Tokyo’s May CPI cooled across all three measures, pushing BoJ June-hike pricing further out as the yen held at 159.25. Korea posted a “triple whammy” — April industrial output, retail sales, and facility investment all fell, with oil refining suffering its sharpest drop since 1988. India’s Sensex shed 1,092 points on a third straight session of US-Iran-deal uncertainty. Indonesia’s rupiah touched a record IDR 17,789 as the JCI extended its weekly loss to 8.35%. China’s Jan-Apr industrial profits surged 18.2% on a 107.7% jump in electronics — the AI-compute thesis priced into the tape. Today’s Asia Pulse covers the region’s finance, markets, economy, and politics — compiled across Japanese, Korean, Chinese, Hindi, Bahasa Indonesia, Vietnamese, and English sources.

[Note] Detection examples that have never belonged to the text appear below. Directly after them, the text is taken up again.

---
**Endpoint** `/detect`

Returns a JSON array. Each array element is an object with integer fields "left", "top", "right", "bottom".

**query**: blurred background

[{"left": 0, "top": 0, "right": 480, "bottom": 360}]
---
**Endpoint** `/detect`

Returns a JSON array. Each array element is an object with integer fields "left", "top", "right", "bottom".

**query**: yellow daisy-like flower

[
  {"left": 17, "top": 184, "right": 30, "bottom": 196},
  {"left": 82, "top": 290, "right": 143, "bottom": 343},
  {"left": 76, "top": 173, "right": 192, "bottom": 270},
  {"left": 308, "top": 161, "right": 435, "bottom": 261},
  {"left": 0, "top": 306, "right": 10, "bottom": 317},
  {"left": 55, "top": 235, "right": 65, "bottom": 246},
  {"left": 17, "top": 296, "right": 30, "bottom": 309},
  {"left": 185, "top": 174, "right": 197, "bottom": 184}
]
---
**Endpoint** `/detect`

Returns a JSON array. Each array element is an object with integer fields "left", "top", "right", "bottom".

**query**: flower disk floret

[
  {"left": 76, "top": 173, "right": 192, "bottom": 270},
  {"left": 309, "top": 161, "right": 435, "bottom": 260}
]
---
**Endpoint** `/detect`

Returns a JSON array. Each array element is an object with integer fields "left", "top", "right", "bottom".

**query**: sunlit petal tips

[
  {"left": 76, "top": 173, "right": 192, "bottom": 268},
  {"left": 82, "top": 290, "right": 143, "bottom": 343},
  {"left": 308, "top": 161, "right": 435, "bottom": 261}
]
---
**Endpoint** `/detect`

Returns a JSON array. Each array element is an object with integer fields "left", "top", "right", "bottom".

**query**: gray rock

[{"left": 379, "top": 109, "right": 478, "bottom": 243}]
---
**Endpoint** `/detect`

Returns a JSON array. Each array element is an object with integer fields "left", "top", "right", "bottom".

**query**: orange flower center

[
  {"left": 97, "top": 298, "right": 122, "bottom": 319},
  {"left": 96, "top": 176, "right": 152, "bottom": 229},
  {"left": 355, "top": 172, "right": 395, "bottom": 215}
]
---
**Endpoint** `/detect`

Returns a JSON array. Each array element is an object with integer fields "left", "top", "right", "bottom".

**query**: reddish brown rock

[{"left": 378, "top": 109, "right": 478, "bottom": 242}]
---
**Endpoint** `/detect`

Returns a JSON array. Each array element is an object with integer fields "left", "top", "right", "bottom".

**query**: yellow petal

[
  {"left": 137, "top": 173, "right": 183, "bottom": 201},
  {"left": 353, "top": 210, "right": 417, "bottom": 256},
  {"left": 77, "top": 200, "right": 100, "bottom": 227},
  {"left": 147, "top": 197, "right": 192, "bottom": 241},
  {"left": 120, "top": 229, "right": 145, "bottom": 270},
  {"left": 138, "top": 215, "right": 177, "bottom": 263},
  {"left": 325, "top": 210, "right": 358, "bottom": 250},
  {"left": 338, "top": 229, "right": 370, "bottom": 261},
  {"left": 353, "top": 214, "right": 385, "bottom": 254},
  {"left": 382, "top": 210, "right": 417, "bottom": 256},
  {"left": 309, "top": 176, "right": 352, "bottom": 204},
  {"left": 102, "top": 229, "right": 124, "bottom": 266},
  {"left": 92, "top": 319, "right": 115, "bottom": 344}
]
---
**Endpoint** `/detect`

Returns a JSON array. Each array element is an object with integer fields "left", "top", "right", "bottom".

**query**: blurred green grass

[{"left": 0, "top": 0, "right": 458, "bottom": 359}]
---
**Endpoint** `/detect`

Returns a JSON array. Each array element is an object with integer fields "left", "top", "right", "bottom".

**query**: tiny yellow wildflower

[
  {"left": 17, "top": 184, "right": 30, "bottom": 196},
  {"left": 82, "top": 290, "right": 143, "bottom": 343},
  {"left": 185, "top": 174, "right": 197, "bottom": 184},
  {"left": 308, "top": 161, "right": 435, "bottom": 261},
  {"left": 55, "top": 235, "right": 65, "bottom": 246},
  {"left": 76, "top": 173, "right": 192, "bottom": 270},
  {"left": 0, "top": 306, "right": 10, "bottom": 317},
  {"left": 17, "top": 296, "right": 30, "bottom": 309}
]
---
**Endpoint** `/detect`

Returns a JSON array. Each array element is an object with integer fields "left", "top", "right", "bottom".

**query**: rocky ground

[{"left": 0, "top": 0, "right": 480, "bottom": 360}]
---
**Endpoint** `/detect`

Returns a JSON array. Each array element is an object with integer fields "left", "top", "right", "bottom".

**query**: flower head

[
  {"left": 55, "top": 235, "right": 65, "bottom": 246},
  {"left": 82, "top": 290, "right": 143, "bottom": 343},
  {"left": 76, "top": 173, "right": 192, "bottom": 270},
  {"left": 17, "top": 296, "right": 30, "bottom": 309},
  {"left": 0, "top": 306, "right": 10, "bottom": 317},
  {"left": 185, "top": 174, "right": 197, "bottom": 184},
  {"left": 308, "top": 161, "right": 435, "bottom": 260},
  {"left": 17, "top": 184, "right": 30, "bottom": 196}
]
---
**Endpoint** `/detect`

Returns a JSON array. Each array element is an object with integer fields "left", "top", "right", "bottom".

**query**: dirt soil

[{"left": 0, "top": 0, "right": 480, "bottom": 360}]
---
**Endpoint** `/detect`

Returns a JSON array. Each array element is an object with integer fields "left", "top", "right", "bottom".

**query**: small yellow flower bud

Japan — Tokyo CPI Below Target Again
Tokyo May CPI Eases to 1.4%; Core Misses Expectations at 1.3%
Tokyo headline CPI rose 1.4% year-on-year in May, down from 1.5% in April. Tokyo core (excluding fresh food) cooled to 1.3% against expectations of 1.5%; core-core (excluding fresh food and energy) fell to 1.6% from 1.9%.
All three measures sit below the Bank of Japan‘s 2% target for the third consecutive month. The pace marks the slowest since March 2022.